Analysis of methods for image recognition and image synthesis for expanding the training sample
DOI: 10.31673/2412-9070.2024.022729
DOI:
https://doi.org/10.31673/2412-9070.2024.022729Abstract
The article examines in detail an important aspect in the field of machine learning — image recognition and synthesis for effective training sample expansion. Methods for image recognition are considered, the method of convolutional neural networks is highlighted. One of the main problems when using these methods was also revealed, namely the insufficient training sample for training the network. In modern machine learning, where access to large amounts of real data is often limited, the problem of lack of training examples emerges as a key one. The importance of data expansion is undeniable in conditions of limited access to a large amount of real data. The article discusses and analyzes augmentation methods that allow you to increase the amount of data by introducing various transformations and modifications to the original set.
Particular emphasis is placed on generative models such as the Variational Autoencoder (VAE). The authors consider in detail their ability to synthesize new, realistic images and their impact on improving the quality of model training. The ability to create realistic and context-sensitive images is examined, considering their pros and cons in the context of expanding training data. The importance of using such methods in scenarios with a small amount of available data is emphasized.
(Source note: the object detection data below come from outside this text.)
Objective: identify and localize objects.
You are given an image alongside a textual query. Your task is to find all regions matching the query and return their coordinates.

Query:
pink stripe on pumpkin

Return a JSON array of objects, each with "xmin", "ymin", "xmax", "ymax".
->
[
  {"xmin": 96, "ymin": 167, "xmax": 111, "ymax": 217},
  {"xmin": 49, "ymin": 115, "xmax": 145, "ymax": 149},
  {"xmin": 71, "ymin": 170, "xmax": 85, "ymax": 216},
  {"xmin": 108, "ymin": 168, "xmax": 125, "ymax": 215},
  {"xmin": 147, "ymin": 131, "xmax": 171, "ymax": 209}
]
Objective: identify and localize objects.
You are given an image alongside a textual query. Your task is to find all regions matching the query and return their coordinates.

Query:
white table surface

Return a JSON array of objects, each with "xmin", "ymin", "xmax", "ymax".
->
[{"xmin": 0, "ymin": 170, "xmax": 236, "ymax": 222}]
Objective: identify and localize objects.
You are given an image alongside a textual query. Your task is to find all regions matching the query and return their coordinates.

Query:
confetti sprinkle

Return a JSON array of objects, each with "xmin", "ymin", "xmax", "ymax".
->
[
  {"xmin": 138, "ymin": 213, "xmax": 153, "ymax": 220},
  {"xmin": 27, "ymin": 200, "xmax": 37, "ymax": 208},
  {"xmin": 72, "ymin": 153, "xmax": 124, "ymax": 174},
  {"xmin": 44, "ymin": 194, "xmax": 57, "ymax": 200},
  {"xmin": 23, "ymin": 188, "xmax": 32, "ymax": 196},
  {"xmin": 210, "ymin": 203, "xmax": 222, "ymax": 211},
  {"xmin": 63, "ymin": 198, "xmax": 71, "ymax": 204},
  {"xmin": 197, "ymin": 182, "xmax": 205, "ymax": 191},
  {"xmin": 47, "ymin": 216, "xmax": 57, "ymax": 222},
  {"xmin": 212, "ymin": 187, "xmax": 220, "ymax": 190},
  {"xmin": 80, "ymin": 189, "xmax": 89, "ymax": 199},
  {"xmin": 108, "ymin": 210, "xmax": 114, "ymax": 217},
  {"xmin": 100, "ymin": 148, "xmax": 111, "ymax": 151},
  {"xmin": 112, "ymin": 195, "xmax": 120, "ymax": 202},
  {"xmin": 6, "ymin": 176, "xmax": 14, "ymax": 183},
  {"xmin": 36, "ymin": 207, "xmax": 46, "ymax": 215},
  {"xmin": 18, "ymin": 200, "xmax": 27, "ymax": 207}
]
The paper also examines the effect of balanced synthesis and recognition on the performance of models, taking into account the representativeness and diversity of the data. Examples and research results highlight the practicality of using the considered methods in various machine learning scenarios. The purpose of the article is not only to consider existing approaches, but also to point to the prospects and directions of further research in this important direction.
Keywords: neural networks; variational autoencoder; image recognition; image generation; augmentation; training sample.